I have set up a really nice, 8 minute slideshow with about 60 of my best shots (i am a photographer) then, every 7th shot has a message for tipping, or 5 star ratings, or my policy on drivethroughs.... Plus a few shots to promote my photography website.
Not only have my tips gone way up, but so has my number of 5 star ratings !
Hard for me to see a change though, as i have over 500 rated trips. It did go up .01 since then though.

Oh also, on longer rides, after i feel like they have probably seen the whole slideshow, i usually offer for them to use the tablet for YouTube or whatever they want, as i use my phone as a hot spot, and i have unlimited tranfer anyway.


----------



## Chauffeur_James (Dec 12, 2014)

Here is a great thread for a tablet for tipping.

https://uberpeople.net/threads/tips-android-tablet-tipping-sign.132681/


----------



## Fishchris (Aug 31, 2016)

Chauffeur_James said:


> Here is a great thread for a tablet for tipping.
> 
> https://uberpeople.net/threads/tips-android-tablet-tipping-sign.132681/


Steve's tablet setup is apparently working very well for him, and in fact, I'm going to be totally honest in saying, I got the whole tablet idea from him !
That said, I couldn't use his exact images as for one thing, I can't stream music in my car....

Also, just personally speaking, I think as a pax, i'd get tired of each of these images on about the second loop.... which depending on how long each was displayed, might be about 1 minute......

With my slide show having about 60 images, the full loop is about 8 minutes, and is a bit more subtle, as far as, it gives them something to actually get into, and enjoy.... then just about the time I have their complete attention, it hits them with the tipping page  ..... so then, before they get completely turned off, it goes back to pleasant, interesting photography, and just about the time they are relaxed again, I slip in the 5 star rating page  and so on....

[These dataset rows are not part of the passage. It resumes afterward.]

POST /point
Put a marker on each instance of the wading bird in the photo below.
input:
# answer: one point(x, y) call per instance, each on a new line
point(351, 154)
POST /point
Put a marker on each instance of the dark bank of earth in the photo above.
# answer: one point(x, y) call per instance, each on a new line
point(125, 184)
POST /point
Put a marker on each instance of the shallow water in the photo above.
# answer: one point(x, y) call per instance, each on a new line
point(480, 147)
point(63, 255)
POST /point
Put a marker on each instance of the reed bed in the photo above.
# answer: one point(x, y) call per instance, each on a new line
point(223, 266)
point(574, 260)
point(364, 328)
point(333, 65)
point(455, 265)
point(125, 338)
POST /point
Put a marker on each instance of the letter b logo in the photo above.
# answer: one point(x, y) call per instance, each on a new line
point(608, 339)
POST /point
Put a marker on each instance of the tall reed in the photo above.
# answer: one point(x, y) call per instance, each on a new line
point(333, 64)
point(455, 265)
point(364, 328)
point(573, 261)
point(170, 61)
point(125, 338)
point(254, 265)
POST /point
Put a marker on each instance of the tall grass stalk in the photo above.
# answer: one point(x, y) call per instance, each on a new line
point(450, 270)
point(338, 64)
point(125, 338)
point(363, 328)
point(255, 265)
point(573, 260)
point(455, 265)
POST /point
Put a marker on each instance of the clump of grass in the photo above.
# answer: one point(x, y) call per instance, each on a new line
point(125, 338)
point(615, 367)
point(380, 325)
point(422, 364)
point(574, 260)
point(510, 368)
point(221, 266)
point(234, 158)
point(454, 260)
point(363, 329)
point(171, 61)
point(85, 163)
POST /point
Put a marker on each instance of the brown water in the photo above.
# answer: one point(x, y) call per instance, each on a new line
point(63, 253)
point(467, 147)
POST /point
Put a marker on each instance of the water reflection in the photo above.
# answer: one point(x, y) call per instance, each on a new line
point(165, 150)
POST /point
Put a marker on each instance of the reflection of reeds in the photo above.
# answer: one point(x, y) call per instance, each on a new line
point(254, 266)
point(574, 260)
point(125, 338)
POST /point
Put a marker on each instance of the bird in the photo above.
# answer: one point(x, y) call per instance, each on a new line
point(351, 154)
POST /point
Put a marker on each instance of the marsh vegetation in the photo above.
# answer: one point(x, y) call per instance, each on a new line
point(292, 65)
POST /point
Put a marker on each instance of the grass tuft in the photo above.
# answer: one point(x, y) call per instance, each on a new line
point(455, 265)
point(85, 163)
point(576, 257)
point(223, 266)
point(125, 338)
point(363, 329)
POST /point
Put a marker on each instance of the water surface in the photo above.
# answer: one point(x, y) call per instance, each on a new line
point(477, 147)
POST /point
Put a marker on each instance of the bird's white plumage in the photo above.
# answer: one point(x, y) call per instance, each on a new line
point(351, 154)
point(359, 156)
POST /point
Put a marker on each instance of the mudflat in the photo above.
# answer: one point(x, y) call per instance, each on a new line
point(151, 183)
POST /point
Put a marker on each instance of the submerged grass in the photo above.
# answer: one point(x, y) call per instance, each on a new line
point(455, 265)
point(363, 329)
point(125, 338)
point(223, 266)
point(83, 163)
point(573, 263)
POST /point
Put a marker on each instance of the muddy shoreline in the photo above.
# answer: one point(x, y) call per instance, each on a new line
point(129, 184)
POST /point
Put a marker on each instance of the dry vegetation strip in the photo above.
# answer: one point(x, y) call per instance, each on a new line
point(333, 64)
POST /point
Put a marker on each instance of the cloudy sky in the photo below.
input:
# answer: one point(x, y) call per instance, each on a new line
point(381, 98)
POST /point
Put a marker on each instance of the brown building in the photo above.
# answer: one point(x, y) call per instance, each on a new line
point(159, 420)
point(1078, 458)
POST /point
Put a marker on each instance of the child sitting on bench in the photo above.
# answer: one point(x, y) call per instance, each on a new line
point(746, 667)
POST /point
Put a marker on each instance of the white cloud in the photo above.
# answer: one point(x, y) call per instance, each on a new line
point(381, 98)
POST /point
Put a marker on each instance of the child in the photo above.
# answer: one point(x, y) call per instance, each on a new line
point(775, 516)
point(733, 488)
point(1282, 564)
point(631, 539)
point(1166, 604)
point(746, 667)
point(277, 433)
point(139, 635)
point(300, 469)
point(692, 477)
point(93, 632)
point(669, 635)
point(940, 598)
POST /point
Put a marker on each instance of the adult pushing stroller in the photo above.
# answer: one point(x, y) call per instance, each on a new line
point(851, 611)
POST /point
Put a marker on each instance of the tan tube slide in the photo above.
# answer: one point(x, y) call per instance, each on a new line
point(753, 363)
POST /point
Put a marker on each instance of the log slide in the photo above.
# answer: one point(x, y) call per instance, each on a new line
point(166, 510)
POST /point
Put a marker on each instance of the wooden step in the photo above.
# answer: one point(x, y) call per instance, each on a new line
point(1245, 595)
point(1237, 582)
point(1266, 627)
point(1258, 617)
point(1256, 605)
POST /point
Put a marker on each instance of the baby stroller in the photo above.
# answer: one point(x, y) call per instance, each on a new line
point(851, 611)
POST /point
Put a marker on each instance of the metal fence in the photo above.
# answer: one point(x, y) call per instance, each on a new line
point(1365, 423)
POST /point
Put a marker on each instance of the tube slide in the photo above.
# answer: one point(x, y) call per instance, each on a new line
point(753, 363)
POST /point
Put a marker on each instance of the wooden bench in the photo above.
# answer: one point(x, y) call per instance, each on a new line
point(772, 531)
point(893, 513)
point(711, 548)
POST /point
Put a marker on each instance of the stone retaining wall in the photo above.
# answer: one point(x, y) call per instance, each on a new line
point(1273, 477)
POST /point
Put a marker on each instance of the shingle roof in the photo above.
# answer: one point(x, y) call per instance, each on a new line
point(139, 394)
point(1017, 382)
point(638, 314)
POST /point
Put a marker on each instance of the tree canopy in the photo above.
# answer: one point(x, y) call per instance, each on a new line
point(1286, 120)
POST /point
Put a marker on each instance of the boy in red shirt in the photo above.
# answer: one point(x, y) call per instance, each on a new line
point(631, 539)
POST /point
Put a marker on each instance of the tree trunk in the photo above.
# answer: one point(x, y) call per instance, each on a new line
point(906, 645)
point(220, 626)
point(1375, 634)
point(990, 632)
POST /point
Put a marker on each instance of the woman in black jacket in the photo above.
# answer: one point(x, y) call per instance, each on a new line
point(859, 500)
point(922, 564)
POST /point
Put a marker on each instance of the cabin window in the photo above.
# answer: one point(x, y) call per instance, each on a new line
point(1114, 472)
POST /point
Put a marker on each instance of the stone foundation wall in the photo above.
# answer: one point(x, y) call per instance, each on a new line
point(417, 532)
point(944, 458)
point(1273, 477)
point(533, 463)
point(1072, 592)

With most rides being at least 8 minutes, I think the majority get to see all of the important messages, infused throughout my regular photography slideshow.
Then, on long trips, after 10 minutes or so, and after we get out on the freeway, I will usually offer that they can use the tablet to surf the net or Youtube, or whatever.....


----------



## Lee239 (Mar 24, 2017)

Lwill21 said:


> Ok , I have still been driving Uber and feeling frustrated with the no tip left scenario. Well I have to say that yesterday and today were pretty good as for tips. I got 15.00 on Saturday and $5 today in a tip. This is Good to me because these MIAMI people do not believe in tipping their drivers. I suggest using the extra kindness on the weekends, this is where I noticed people offer the most tips. Anyone got any suggestions to increasing tips, let me know.


Put a tip sign up and chat with pax.


----------